Avis 20222805 Séance du 02/06/2022
Madame X a saisi la Commission d'accès aux documents administratifs, par courrier enregistré à son secrétariat le 29 avril 2022, à la suite du refus opposé par le ministre de l'intérieur à sa demande de communication des documents suivants, relatifs à l'enquête administrative la concernant effectuée par l'inspection générale de la gendarmerie nationale :
1) la copie de sa demande et de tous les documents l’accompagnant et envoyés par ses soins ;
2) la lettre de mission de l'inspection générale de la gendarmerie nationale ;
3) l'ensemble des auditions des personnels entendus ;
4) le rapport rédigé par l'inspection générale de la gendarmerie nationale à la suite de cette enquête.
En l'absence de réponse de l'administration à la date de sa séance, la Commission observe que Madame X a engagé une procédure judiciaire afférente aux mesures prises à son encontre notamment d’internement d’office, de gardes à vue et de suivi par un psychologue. Elle comprend toutefois que sa demande de communication s’inscrit dans le cadre d’une saisine de l’inspection générale de la gendarmerie nationale.
La Commission précise, à cet égard, que les documents produits ou reçus dans le cadre et pour les besoins d’une procédure juridictionnelle, qu'elle soit de nature civile, pénale ou commerciale, ne présentent pas un caractère administratif et n'entrent donc pas dans le champ d'application du livre III du code des relations entre le public et l’administration. Il en va ainsi, notamment des jugements, ordonnances, décisions ou arrêts rendus par les juridictions de l'ordre judiciaire ou administratif. C'est aussi le cas, plus largement, pour les dossiers de demande d'aide judiciaire (CE, 5 juin 1991, X), des décisions du parquet, des dossiers d'instruction, des procès-verbaux d'audition, des rapports d'expertise ou des mémoires et observations des parties - c'est-à-dire de l'ensemble des pièces de procédure proprement dites - mais aussi des documents de travail internes à une juridiction, destinés à leurs membres et concourant à l'instruction des affaires ou à la formation des jugements (CE, 9 mars 1983, SOS Défense et CE, 28 avril 1993, Mme X). Dans ces conditions, la Commission estime que les documents sollicités qui auraient été élaborés sur réquisition d'une autorité judiciaire revêtiraient un caractère juridictionnel et la Commission ne pourrait que se déclarer incompétente pour se prononcer sur leur communication.

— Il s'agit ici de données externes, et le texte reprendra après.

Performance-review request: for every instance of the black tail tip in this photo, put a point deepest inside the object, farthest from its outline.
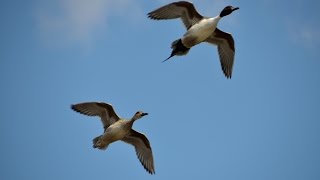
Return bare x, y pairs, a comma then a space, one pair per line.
168, 58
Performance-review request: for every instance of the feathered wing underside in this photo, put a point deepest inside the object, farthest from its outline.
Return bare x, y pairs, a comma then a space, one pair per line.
143, 149
226, 50
103, 110
182, 9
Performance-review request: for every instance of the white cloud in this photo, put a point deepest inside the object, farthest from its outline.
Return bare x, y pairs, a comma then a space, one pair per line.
69, 22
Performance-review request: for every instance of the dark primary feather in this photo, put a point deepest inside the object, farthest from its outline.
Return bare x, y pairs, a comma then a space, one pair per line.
226, 50
182, 9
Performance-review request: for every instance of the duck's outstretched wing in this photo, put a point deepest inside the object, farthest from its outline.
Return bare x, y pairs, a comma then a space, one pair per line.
103, 110
182, 9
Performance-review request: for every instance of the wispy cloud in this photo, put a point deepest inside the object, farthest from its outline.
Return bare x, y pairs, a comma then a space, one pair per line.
68, 22
304, 34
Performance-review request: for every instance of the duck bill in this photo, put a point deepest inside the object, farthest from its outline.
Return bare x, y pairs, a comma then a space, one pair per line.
236, 8
144, 114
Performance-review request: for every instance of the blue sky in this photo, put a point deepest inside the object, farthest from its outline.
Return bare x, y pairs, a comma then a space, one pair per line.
262, 124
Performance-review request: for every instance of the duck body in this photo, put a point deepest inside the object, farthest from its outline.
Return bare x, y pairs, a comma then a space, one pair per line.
200, 31
118, 129
115, 132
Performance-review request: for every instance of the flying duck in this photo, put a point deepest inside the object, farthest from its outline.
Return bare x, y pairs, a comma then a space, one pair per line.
116, 128
199, 29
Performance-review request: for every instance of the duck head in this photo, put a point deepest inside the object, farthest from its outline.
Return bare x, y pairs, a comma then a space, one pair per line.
228, 10
139, 115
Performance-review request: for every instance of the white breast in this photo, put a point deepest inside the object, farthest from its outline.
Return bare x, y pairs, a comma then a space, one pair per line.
200, 31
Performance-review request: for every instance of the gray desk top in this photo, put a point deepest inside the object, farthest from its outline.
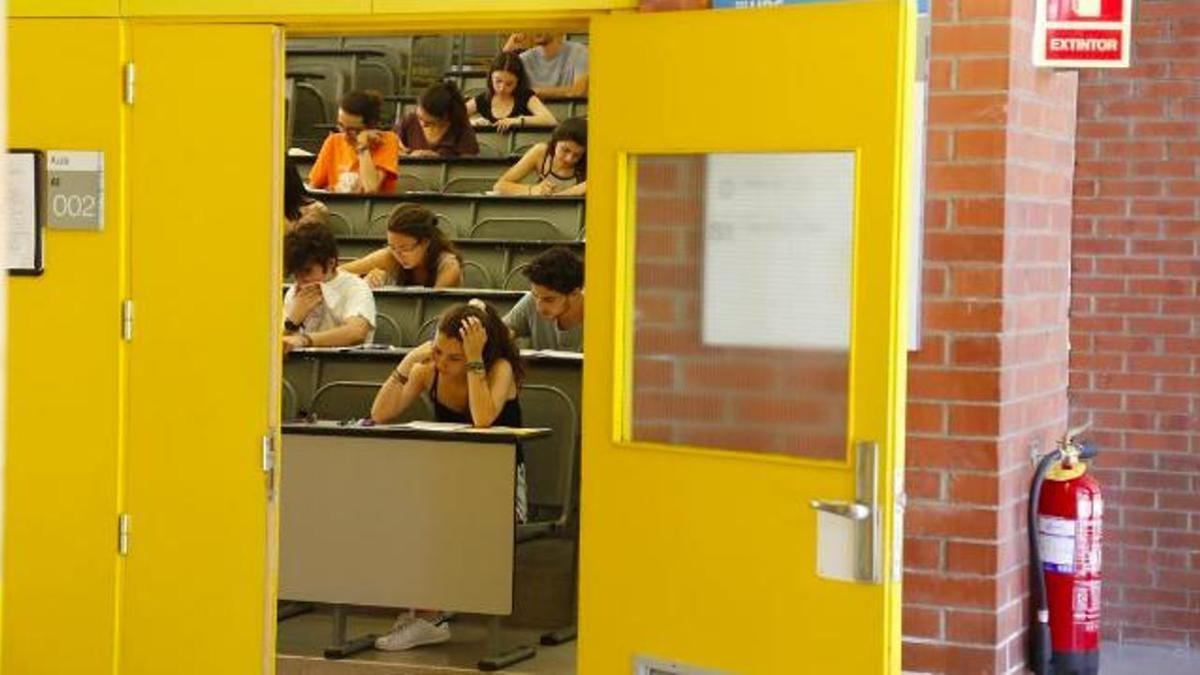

La Commission rappelle ensuite, d’une part, qu’un rapport d’enquête ou un audit réalisé par ou à la demande de l'autorité responsable du service public est un document administratif au sens de l'article L300-2 du code des relations entre le public et l'administration, communicable à toute personne qui en fait la demande en vertu de l'article L311-1 de ce code, à la condition qu'il ne revête pas ou plus de caractère préparatoire. Elle rappelle, d’autre part, qu’en application de l'article L311-6 du code, ne sont toutefois communicables qu'à l'intéressé les éléments qui portent une appréciation ou un jugement de valeur sur une personne physique, nommément désignée ou facilement identifiable, qui font apparaître un comportement d'une personne dont la divulgation pourrait lui porter préjudice, ou dont la communication porterait atteinte à la protection de la vie privée. Est notamment couverte par cette exception l’identité des auteurs de dénonciations ou de témoignages dont la divulgation à un tiers, notamment à la personne visée, pourrait, compte tenu de leurs termes et du contexte dans lequel ils s’inscrivent, leur porter préjudice. A défaut de pouvoir rendre impossible l’identification de ces auteurs, l’intégralité de leurs propos doit être occultée. La communication ne peut donc intervenir qu’après disjonction ou occultation des mentions qui porteraient atteinte à l’un de ces intérêts et sous la réserve qu’une telle disjonction ou occultation ne conduise pas à priver de son sens le document sollicité.
La Commission émet donc, sous ces réserves, un avis favorable sur les points 2) à 4) de la demande. Elle émet, en outre, un avis favorable à la communication des documents sollicités au point 1) qui sont communicables à Madame X sur le fondement de l’article L311-6 du code des relations entre le public et l’administration.